In mounting La Sylphide BNM have collaborated with the Danish choreographer and company director Dinna Bjorn. Daughter of the famous Danish dancer Niels Bjorn Larsen, Dinna Bjorn has become internationally renowned for her reconstructions of the ballets of the Danish choreographer, August Bournonville. From the moment the curtain goes up on the very traditional stage set for Act 1, one is aware of the meticulous work which has gone into re-mounting this version of the ballet, created in Copenhagen in 1836. In her first solo, Gaëla Pujol, a delicate blonde sylphide, displayed beautiful footwork, a light, airy jump and a playful, romantic manner. My only quibble would be that here she allowed herself the very French habit of playing out to the audience instead of allowing the action to take place to and around James, asleep in an armchair. However, once she had roused him the choreography became part of the narrative with the sylphide attracting and teasing the young man on the eve of his marriage. His fiancée, Effie, soon enters, excited at the prospect of her marriage and Marie-Astrid Casinelli’s charming solo is full of beautiful light jumps.

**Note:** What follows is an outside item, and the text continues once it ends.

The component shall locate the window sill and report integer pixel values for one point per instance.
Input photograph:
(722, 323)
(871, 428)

With the entrance of the company, the setting of the ballet in Scotland is brought to life with a series of lively reels and ensemble dances. These were executed with great precision, the dancers appearing to revel in the fast footwork, involving Scottish dancing as well as the traditional Bournonville technique, all of which must have been new and challenging to them.

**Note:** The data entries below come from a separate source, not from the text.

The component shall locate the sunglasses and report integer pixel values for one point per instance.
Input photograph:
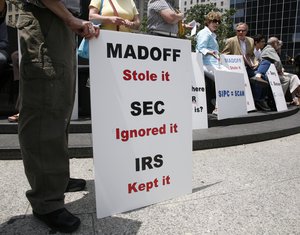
(216, 21)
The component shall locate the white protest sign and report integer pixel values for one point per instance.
(199, 107)
(276, 87)
(236, 63)
(141, 119)
(230, 93)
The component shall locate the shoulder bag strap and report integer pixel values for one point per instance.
(115, 12)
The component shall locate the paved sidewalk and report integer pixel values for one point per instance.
(246, 189)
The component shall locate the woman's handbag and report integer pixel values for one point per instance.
(83, 49)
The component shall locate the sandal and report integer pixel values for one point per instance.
(14, 118)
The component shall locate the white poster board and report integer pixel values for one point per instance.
(230, 94)
(199, 106)
(141, 119)
(236, 63)
(276, 88)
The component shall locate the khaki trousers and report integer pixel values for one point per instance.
(47, 88)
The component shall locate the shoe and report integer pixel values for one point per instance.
(60, 220)
(262, 105)
(75, 185)
(13, 118)
(259, 81)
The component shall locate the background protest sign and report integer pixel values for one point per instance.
(199, 107)
(276, 88)
(235, 63)
(230, 93)
(141, 119)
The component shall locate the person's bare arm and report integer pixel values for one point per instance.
(81, 27)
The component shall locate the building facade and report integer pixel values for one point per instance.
(279, 18)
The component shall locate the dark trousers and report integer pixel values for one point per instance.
(259, 92)
(47, 88)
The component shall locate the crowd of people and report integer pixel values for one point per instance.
(47, 81)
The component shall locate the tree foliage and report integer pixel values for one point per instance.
(225, 30)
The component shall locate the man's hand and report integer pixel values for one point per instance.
(83, 28)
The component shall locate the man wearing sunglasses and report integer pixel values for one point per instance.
(243, 45)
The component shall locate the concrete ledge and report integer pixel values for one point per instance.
(267, 126)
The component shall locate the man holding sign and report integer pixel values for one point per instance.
(47, 89)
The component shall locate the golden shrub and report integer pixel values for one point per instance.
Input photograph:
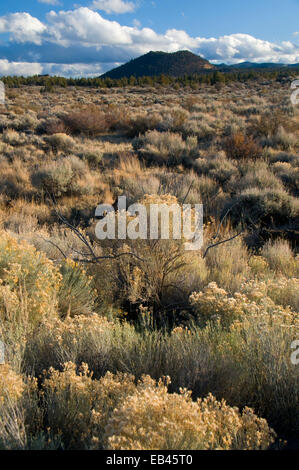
(153, 419)
(11, 385)
(28, 282)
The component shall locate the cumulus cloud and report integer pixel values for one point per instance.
(236, 48)
(113, 6)
(19, 68)
(82, 36)
(22, 27)
(50, 2)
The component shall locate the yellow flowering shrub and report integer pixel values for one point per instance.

Both Pujol and Casinelli are principal dancers, while James, danced by Théodore Nelson, has been plucked from the corps de ballet. However, his good looks and physique, together with a shock of red hair make him a perfect romantic Scotsman. He also has an impressive jump and tossed off all the fast allegro and batterie, typical of the Danish school, with aplomb. The role of Madge, the Witch who is set on ruining everyone’s happiness, is often performed by a man, and Neils Bjorn Larsen was famous for his interpretation of the role. Eric Vu An, dressed in a bulky, ragged dress and with long grey hair, was suitably evil, scuttling around the stage like a large crab. At the opening of Act 2, where he is found stirring a boiling cauldron of poisonous liquids, I felt he could have been bolder with his movements, even more grotesque, but his maturity and experience bring an essential weight and drama to the unfolding story.

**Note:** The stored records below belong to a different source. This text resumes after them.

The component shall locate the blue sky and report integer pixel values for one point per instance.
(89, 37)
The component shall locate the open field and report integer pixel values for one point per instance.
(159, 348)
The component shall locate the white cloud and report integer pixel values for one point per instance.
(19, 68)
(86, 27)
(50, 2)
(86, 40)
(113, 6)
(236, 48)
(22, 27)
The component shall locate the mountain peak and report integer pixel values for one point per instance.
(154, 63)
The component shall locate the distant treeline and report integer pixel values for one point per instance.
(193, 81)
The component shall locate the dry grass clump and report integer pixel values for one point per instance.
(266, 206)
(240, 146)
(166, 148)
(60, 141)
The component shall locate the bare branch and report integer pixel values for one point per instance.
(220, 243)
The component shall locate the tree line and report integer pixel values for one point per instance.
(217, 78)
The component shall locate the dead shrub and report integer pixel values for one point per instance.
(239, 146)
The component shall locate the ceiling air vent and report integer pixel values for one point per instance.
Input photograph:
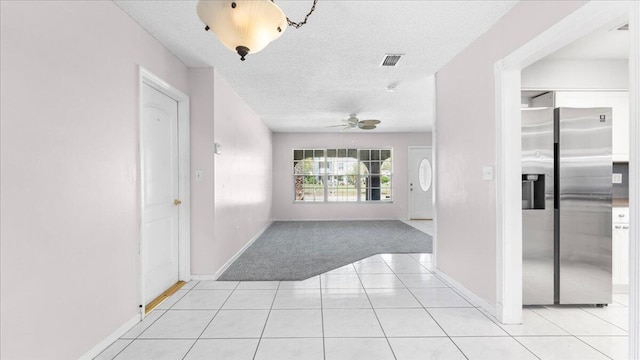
(391, 59)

In Act 2, the Sylphide lures James into her domain of the woods and, enchanted by her, he wishes to keep her. Pujol’s first solo in this act is full of high, light jumps and one can imagine that the original sylphide of the Danish version, Lucille Grahn, looked very similar. However, the witch gives James a poisoned scarf to wrap around her so he may entrap her and keep her, but this evil trick makes her wings fall off before she collapses and tragically dies. Pujol’s final scene was unexpectedly dramatic, as was the entrance of the villagers, with Effie’s marriage procession to another suitor, Gurn, while James falls helpless to the ground. The corps de ballet of sylphides in Act 2 danced well and most precisely but more mystery and romanticism is needed in place of broad smiles. However, the company has never looked better and La Sylphide will, doubtlessly, be a valuable addition to the company’s repertoire, bringing them much success, and deserves to be seen more widely.